Problem Description
A prime number is a natural number that has no divisors other than 1 and itself. For example, 2, 3, 5, 7, 11, and 13 are prime numbers. In this problem, you need to find curious primes. Curious primes refer to primes determined by certain criteria.
Problem Definition
For a given integer N, return an array containing all the curious primes that are smaller than N. Curious primes are defined by the following criteria:
- A curious prime must be a natural number greater than or equal to 2.
- If the sum of the digits of the prime exceeds 10, it is not a curious prime.
- The number of odd digits must be greater than the number of even digits.
- Each digit must be an integer and cannot include negative numbers.
Input and Output Format
Input: A positive integer N (2 ≤ N ≤ 10,000)
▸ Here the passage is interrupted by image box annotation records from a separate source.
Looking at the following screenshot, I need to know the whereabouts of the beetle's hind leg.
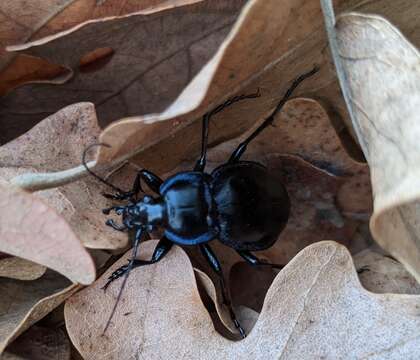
[194,89,260,172]
[199,244,246,339]
[102,237,173,290]
[229,67,318,163]
[236,250,284,270]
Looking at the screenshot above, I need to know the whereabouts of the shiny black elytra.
[83,68,318,337]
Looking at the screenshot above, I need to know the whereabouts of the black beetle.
[83,68,318,337]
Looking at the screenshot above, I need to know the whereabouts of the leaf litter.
[0,1,419,358]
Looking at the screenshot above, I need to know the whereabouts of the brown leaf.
[0,271,80,354]
[0,0,244,142]
[353,249,420,294]
[331,9,420,282]
[92,0,418,172]
[2,326,71,360]
[0,103,135,249]
[65,242,420,359]
[0,0,191,95]
[0,186,96,284]
[0,256,47,280]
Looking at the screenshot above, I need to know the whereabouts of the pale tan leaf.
[0,271,80,354]
[2,325,71,360]
[0,186,96,284]
[65,242,420,359]
[92,0,418,172]
[0,103,135,249]
[0,256,47,280]
[0,0,195,95]
[328,13,420,282]
[0,0,244,142]
[353,248,420,294]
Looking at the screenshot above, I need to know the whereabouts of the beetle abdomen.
[212,161,290,251]
[160,172,216,245]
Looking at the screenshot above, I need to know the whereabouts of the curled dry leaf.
[0,271,80,354]
[326,13,420,282]
[0,186,96,284]
[89,0,418,172]
[65,238,420,359]
[0,258,47,280]
[0,103,135,249]
[0,0,244,142]
[2,325,71,360]
[353,248,420,294]
[0,0,192,95]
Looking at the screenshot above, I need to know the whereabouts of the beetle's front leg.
[102,237,173,290]
[199,244,246,339]
[236,250,284,270]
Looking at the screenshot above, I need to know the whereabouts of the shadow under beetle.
[83,68,318,337]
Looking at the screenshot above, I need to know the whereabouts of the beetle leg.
[194,89,260,172]
[199,244,246,338]
[101,191,134,201]
[236,250,284,270]
[102,237,173,290]
[228,67,318,163]
[105,219,127,231]
[131,169,163,195]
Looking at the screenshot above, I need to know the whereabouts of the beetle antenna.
[82,143,126,194]
[102,227,143,335]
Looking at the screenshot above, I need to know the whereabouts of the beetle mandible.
[83,67,318,337]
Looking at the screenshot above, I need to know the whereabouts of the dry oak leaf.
[0,103,135,249]
[353,248,420,294]
[0,271,80,356]
[0,258,47,280]
[79,0,419,173]
[0,0,244,142]
[2,0,418,188]
[330,13,420,282]
[65,241,420,359]
[0,0,197,95]
[2,325,71,360]
[0,185,96,284]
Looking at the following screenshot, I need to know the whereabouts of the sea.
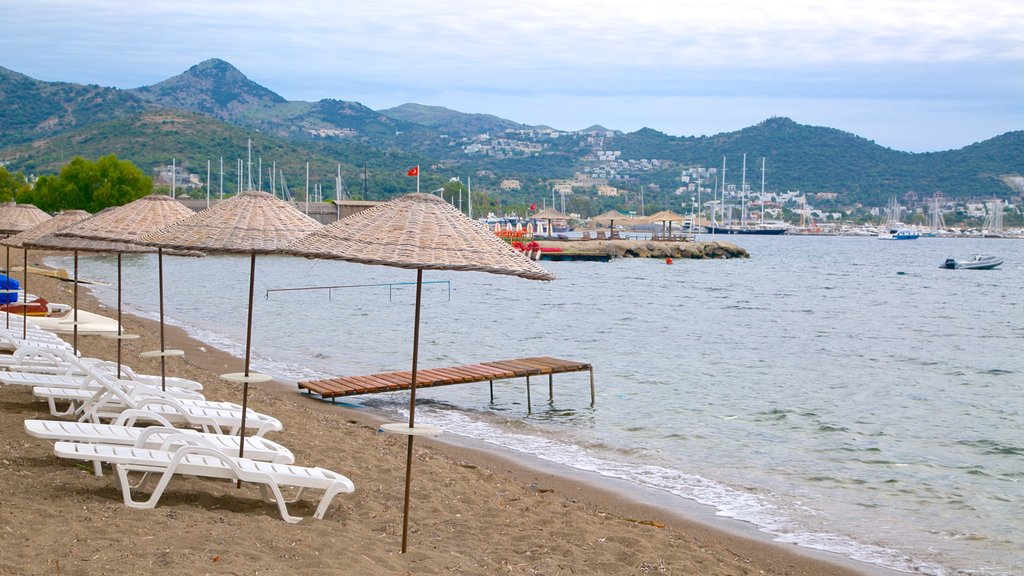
[49,236,1024,575]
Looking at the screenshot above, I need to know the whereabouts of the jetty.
[298,356,595,410]
[537,239,750,261]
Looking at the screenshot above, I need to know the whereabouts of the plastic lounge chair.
[53,435,355,523]
[32,384,211,416]
[0,359,203,393]
[25,411,295,464]
[0,325,74,352]
[0,345,203,390]
[24,367,284,436]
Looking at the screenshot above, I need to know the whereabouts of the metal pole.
[401,269,423,553]
[21,244,29,340]
[71,250,78,356]
[157,248,167,392]
[118,252,123,379]
[239,252,256,459]
[526,376,534,414]
[3,246,8,330]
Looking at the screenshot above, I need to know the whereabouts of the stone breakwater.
[539,240,751,259]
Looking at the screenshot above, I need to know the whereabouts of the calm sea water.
[58,237,1024,574]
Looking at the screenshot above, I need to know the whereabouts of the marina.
[75,236,1024,575]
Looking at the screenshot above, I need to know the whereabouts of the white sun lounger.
[0,345,203,390]
[0,367,203,398]
[53,438,355,523]
[25,414,295,464]
[32,384,211,416]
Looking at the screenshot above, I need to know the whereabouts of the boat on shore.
[878,228,921,240]
[705,222,790,236]
[6,298,118,336]
[939,254,1002,270]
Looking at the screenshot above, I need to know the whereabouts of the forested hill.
[0,58,1024,206]
[616,118,1024,205]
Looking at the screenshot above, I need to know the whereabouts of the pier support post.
[590,367,595,408]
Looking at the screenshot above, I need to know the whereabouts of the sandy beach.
[0,252,884,575]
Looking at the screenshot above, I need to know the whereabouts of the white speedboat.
[939,254,1002,270]
[879,228,921,240]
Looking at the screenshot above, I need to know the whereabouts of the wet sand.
[0,253,888,576]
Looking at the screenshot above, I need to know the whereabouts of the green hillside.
[0,58,1024,206]
[614,118,1024,205]
[0,68,146,146]
[0,110,432,199]
[378,104,529,137]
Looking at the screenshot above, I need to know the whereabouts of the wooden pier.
[298,356,594,410]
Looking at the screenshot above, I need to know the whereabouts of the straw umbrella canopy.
[0,203,50,309]
[285,194,554,552]
[25,222,204,375]
[530,204,569,236]
[0,204,50,236]
[591,210,632,229]
[0,210,89,336]
[645,210,686,236]
[138,190,323,458]
[56,194,195,389]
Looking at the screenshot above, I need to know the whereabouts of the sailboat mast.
[239,138,253,192]
[761,156,765,225]
[739,152,746,225]
[718,156,725,225]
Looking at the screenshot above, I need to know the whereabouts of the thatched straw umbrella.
[25,230,204,375]
[0,210,89,340]
[591,210,632,235]
[57,194,195,389]
[644,210,686,238]
[138,190,323,458]
[530,204,569,236]
[0,203,50,328]
[285,194,554,552]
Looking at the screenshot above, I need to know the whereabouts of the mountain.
[130,58,288,121]
[615,118,1024,200]
[0,58,1024,204]
[0,68,147,146]
[378,104,529,137]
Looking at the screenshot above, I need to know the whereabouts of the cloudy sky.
[0,0,1024,152]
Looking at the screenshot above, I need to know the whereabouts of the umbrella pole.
[401,269,423,553]
[118,252,122,379]
[157,247,167,392]
[22,248,29,340]
[3,246,8,330]
[71,250,78,356]
[234,252,256,488]
[239,252,256,457]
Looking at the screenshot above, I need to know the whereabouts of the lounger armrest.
[113,408,174,428]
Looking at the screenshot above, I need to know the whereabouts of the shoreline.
[0,252,899,575]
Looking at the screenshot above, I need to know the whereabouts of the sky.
[0,0,1024,152]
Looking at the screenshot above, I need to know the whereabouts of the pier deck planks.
[298,356,594,399]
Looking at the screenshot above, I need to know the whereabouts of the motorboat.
[939,254,1002,270]
[879,228,921,240]
[0,298,118,336]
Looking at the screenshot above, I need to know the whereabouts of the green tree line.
[17,154,153,212]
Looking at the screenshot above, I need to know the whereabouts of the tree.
[19,154,153,212]
[0,166,29,202]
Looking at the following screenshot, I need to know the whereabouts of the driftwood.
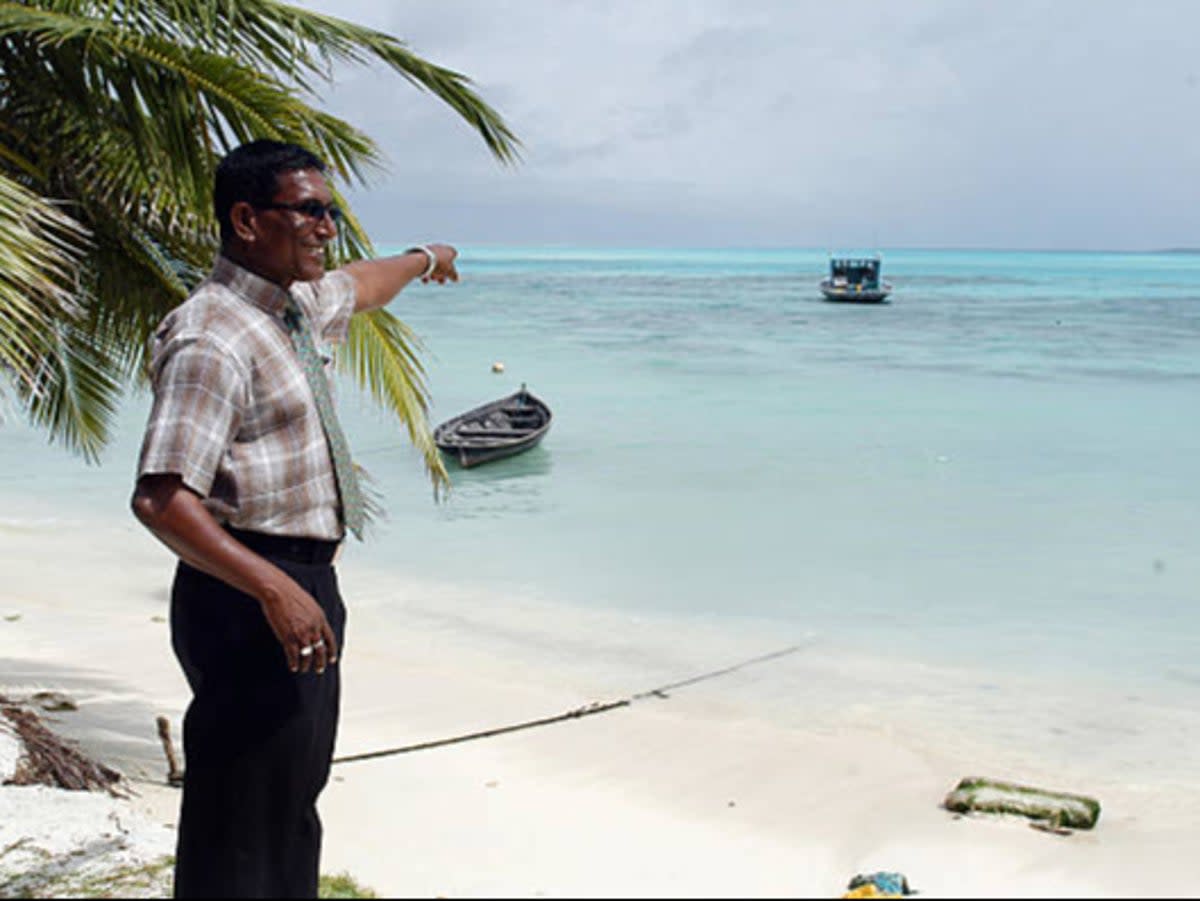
[0,696,126,798]
[942,779,1100,834]
[156,716,184,786]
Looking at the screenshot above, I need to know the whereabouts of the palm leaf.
[338,310,450,497]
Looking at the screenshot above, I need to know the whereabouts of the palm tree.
[0,0,518,491]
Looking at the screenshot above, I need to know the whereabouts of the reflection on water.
[440,445,553,519]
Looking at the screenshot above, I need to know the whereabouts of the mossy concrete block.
[942,777,1100,829]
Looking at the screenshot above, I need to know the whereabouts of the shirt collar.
[209,256,290,316]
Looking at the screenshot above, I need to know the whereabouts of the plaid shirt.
[138,257,354,540]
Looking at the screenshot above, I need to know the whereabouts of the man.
[132,140,458,897]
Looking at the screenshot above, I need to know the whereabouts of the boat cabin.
[829,257,880,290]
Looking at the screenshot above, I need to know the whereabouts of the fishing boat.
[433,385,552,468]
[821,256,892,304]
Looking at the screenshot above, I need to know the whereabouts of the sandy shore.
[0,518,1200,897]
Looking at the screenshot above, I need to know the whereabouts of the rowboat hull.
[433,385,553,469]
[821,281,892,304]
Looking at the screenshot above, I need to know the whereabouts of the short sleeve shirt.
[138,257,354,540]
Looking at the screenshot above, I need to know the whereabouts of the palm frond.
[338,310,450,495]
[0,174,88,390]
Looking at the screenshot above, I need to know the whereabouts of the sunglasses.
[258,200,342,224]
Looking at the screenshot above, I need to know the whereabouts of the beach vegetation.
[317,872,378,897]
[0,0,520,487]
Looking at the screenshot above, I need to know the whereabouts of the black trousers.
[170,553,346,897]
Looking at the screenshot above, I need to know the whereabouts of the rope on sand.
[334,644,804,763]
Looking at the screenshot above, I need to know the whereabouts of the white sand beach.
[0,518,1200,897]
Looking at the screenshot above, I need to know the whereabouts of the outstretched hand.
[421,244,458,284]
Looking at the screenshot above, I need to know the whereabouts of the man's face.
[250,169,337,288]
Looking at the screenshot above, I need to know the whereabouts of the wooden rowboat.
[433,385,552,468]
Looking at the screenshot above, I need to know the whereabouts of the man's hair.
[212,139,325,244]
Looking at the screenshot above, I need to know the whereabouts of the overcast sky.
[297,0,1200,250]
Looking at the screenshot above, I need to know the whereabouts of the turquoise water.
[0,247,1200,693]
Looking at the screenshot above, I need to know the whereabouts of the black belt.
[226,525,342,564]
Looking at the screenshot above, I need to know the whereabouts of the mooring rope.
[334,644,804,763]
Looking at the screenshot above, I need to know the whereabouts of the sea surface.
[0,246,1200,734]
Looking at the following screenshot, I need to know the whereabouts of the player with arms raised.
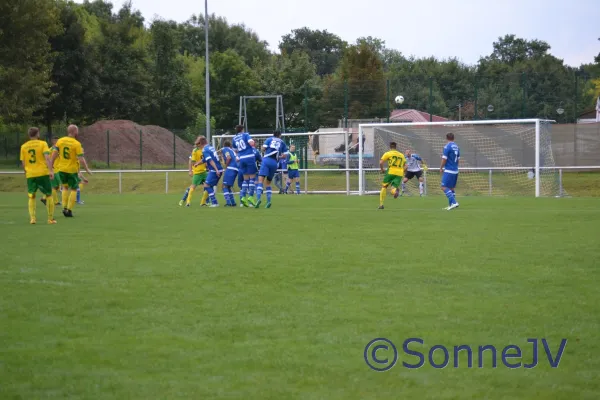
[379,142,406,210]
[202,136,223,207]
[221,140,238,207]
[440,132,460,210]
[20,128,56,224]
[233,125,258,207]
[401,149,425,196]
[254,131,287,208]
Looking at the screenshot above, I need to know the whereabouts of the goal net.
[212,127,359,194]
[359,119,564,196]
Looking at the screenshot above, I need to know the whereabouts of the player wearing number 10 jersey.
[379,142,406,210]
[440,132,460,210]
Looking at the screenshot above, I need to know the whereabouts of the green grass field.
[0,192,600,400]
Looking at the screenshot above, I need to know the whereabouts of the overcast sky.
[82,0,600,66]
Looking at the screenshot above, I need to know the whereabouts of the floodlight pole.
[204,0,210,143]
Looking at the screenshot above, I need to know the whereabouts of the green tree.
[150,20,194,128]
[0,0,61,123]
[279,27,348,76]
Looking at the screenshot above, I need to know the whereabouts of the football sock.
[46,196,54,221]
[205,186,219,204]
[61,186,69,208]
[27,197,35,219]
[266,183,273,203]
[256,182,263,201]
[185,188,194,204]
[181,187,190,201]
[67,190,77,211]
[379,188,387,206]
[240,180,248,198]
[444,189,456,206]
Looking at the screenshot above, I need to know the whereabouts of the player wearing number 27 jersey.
[440,132,460,210]
[379,142,406,210]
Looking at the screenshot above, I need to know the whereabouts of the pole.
[386,79,391,121]
[204,0,210,143]
[429,76,433,122]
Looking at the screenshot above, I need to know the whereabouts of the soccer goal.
[358,119,564,197]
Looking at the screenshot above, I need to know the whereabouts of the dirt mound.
[79,120,193,167]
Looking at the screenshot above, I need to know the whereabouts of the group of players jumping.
[179,125,300,208]
[20,125,460,224]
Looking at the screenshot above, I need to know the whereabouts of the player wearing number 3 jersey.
[379,142,406,210]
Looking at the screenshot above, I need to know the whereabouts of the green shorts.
[27,175,52,196]
[50,172,60,188]
[58,172,79,189]
[192,172,208,186]
[383,174,402,189]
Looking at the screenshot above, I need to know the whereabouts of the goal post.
[358,119,560,197]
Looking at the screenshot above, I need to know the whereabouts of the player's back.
[381,150,406,176]
[202,144,223,171]
[233,132,254,158]
[20,139,50,178]
[221,147,238,169]
[55,136,83,174]
[263,136,287,159]
[442,142,460,174]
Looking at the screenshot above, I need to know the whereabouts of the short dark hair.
[27,126,40,138]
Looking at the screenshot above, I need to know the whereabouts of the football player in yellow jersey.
[379,142,406,210]
[20,128,56,224]
[52,125,92,217]
[179,136,208,207]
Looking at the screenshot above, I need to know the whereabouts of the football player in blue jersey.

Output: An array of integers (curious primes)
Solution Process
Step 1: Implement Prime Checking Function
Implement a function that checks if a number is prime. This function should verify whether the input number is prime by checking for factors from 2 up to the square root of the number.
function isPrime(num) {
if (num <= 1) return false;
if (num <= 3) return true;
if (num % 2 === 0 || num % 3 === 0) return false;
for (let i = 5; i * i <= num; i += 6) {
if (num % i === 0 || num % (i + 2) === 0) return false;
}
return true;
}Step 2: Implement Curious Prime Checking Function
Implement a function to check for curious primes. This function should include functionalities to calculate the sum of the digits and count the digits.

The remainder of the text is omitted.